Blog Entry

Hofstra is ready for life after Charles Jenkins

Posted on: October 12, 2011 5:40 pm
Edited on: October 12, 2011 7:46 pm

By Jeff Borzello

HEMPSTEAD, N.Y. – Over the past decade or so, Hofstra has always had a stud guard to lead the way – and someone waiting in the wings to replace him. Speedy Claxton gave way to Norman Richardson, who passed the baton to Rick Apodaca, with Loren Stokes and Antoine Agudio following him.

The latest was Charles Jenkins, a two-time CAA Player of the Year who was drafted by the Golden State Warriors in June. On the surface, it seems like the star guard lineage could be coming to a halt.

“We have a saying at Hofstra, ‘In Guards We Trust,’” senior Mike Moore said on Wednesday at Hofstra’s Media Day. “I think one of us will carry on that legacy.”

Although he’s not Jenkins, Moore could be the best candidate to step in and replace Jenkins' 22.9 points and 4.8 assists per game. Moore is the second-leading returning scorer in the conference, posting 14.9 points. He scored at least 20 points on six separate occasions, including a 28-point outing against Binghamton.

The former Fordham transfer could be ready to take that next step.

“That’s what you’d like to see,” head coach Mo Cassara said. “He’s going to be featured a bit more. He’s got to become more consistent, but he’s a scorer by nature.”

When asked who will take the big shots when the shot clock or game clock are winding down, Moore was confident in his response. “I think it’s going to be me,” he said. “I can carry that load.”

Fortunately for Cassara and the Pride, Moore won’t be alone on the perimeter. Rhode Island transfer Stevie Mejia sat out last season and will likely be slotted into the lineup at point guard.
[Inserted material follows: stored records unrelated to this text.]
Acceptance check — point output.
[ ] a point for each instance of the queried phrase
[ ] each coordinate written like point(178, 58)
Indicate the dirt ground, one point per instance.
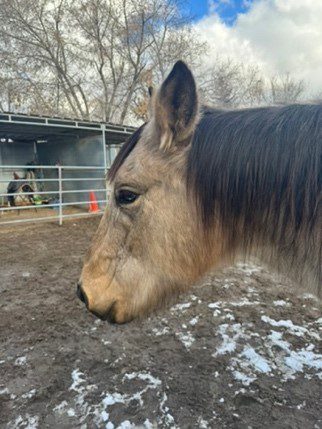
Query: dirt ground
point(241, 350)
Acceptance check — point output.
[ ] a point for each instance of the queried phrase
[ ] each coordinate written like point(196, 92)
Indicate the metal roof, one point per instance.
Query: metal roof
point(26, 128)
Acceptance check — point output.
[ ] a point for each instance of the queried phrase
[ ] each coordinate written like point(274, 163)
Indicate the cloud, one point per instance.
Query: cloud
point(279, 35)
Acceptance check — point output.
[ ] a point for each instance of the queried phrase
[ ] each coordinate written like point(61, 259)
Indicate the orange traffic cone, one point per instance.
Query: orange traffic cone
point(93, 206)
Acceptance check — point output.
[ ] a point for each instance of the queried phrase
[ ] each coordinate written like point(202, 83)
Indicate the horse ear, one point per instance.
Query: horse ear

He registered nearly a 3-to-1 assist-to-turnover ratio during his sophomore year in the Atlantic-10 and will be able to replace some of the playmaking ability of Jenkins.

Mejia is not a big-time scorer, but his defensive aggressiveness and ability to facilitate offense will be an asset.
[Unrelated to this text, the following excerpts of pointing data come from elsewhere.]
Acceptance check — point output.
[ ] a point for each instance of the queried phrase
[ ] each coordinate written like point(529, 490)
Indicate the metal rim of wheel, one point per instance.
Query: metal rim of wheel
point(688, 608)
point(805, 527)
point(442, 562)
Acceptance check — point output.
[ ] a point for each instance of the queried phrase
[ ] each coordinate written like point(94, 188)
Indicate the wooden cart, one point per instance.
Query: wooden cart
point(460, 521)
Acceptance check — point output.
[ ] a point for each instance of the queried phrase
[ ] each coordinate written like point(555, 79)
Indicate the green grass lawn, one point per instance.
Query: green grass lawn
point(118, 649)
“He’s a dynamic floor leader and he’s been successful everywhere he’s been,” Cassara said. “He’s a personality in the locker room, and he’s a guy who will have the ball in his hands.”

Season tips Nov. 7

Additional help will come in the form of Nathaniel Lester, who sat out last season with a torn quad muscle. Two seasons ago, the 6-foot-5 Brooklyn native started 22 games and averaged 8.0 points. Fully healthy, Lester expects to be one of the key replacements for Jenkins.

“We can handle that,” Lester said of replacing Jenkins. “When the season ended, me and Mike [Moore] looked at each other – we know what we have to do.”

Cassara and his players don’t want to underplay the loss of Jenkins; after all, he was one of the best players in Hofstra history and one of the best guards in the country over the last two seasons. However, there was a tendency at times last year to stand around and wait for Jenkins to make a play.

This season, it will be different.

“Last year when he had the ball, it was like we didn’t have to worry about it,” junior David Imes said. “There’s no more watching.”

With the arrival of several impact newcomers, as well as Lester and Mejia completing their redshirt years, the team is optimistic that they will be able to replace Jenkins and make a move in the CAA standings.

“Teams win games, not individual players,” Mejia said. “I think we can do a lot better than last year.”